Harsh
Several years ago, I was tasked with ferrying a minor celebrity on the Christian speaking circuit from the Sioux Falls airport to Mitchell. It was a typical winter day in the Dakotas—10* with a blustery wind, snow in piles at the edges of the parking lot, slick patches on the pavement. My guest had lived all over the world, but always in warm-weather climates. Halfway to the car, he stopped in his tracks and turned toward me.
“Eric,” he said earnestly. “When the European settlers travelled westward across the Plains, they had a choice to veer south toward Kansas or north toward here. Why in God’s name would anyone have chosen to come here.”
I didn’t have a good answer, and I don’t think he expected one. We walked the rest of the way in silence, but he had made his point, and it was a good one.
This is a harsh climate, and certainly not for everyone. Surviving it can mean bowing up, hunkering down, hardening yourself against threats, real or imagined. It can foster a deep sense of community, for those born here—a pride in thriving in a land others would reject, a protective spirit toward those they perceive as allies. It can just as easily lead to ostracizing of those who don’t fall in line. In this corner of the world, many people have never quite broken their forebears’ habit of circling the wagons.
Sunday morning on the way to church, I drove 80 miles, much of it in near blizzard conditions—snow thrown into drifts by last week’s storm now blowing back northward thanks to an about face in the wind’s direction. White streams danced over the black highway, ghostly crystalline jets that occasionally kicked up to limit visibility to only a few hundred yards. Every so often, however, the way cleared enough that the sunrise was visible, its pink and orange and blue majesty reminding us prairie folks to look up and be amazed.
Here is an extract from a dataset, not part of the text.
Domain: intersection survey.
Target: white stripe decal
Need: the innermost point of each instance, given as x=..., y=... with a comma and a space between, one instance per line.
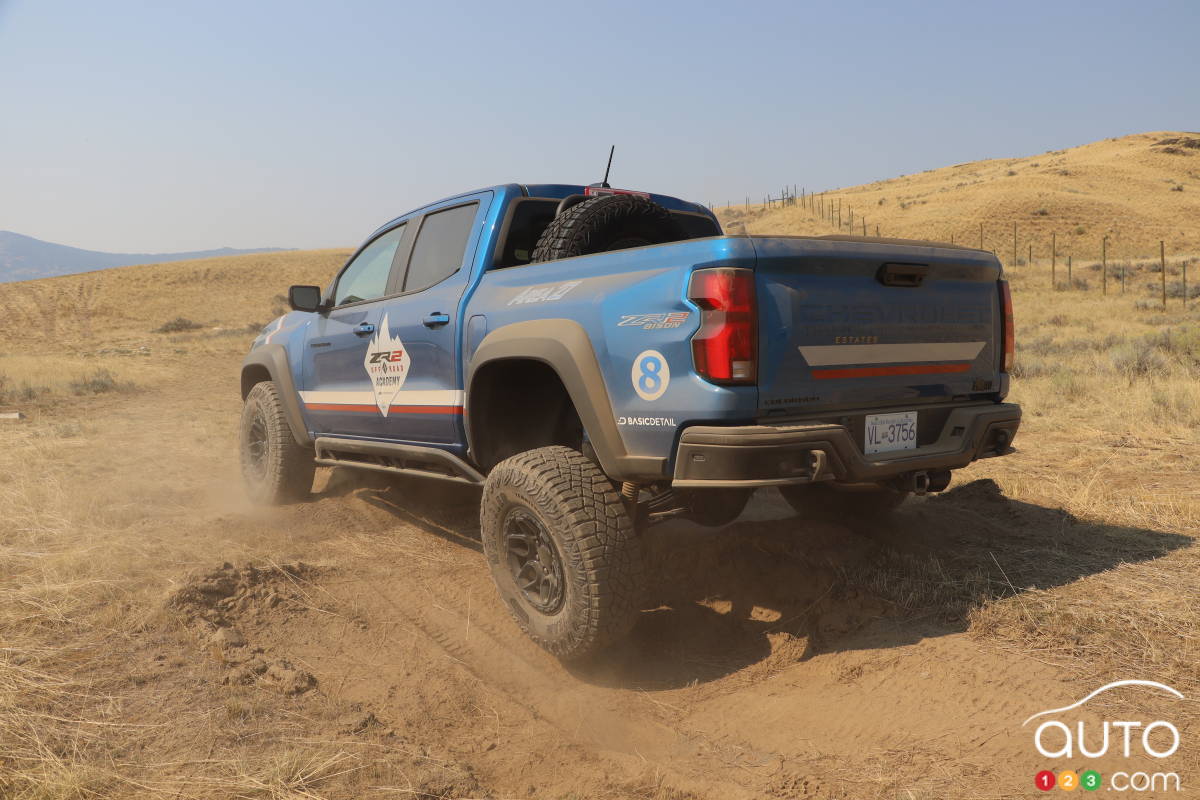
x=837, y=354
x=403, y=397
Lately, I find myself seeing the beauty of the Dakotas through a similar lens to the one I had when we moved here a decade ago. Back then, I knew I was an outsider. I saw with the eyes of a visitor, one who could appreciate the brilliance of a Dakota winter scape without feeling trapped by it. Now that I’m preparing to leave it for more favorable climes, the empty land and endless sky seem less oppressive.
I don’t doubt that there are places in the world that are more suited for visitors than residents. The Dakotas are such a place for me. I would not trade my time here. Neither do I expect to return for more than a few days’ visit, once the moving truck pulls away. When I do come back, it will be as a guest, which in truth I have been all along. I’ll appreciate the spectacle of the Plains for what it is, and not what I wished it would be.
This is a land of harsh beauty, but beauty nonetheless. Perhaps that’s easier to see from a distance.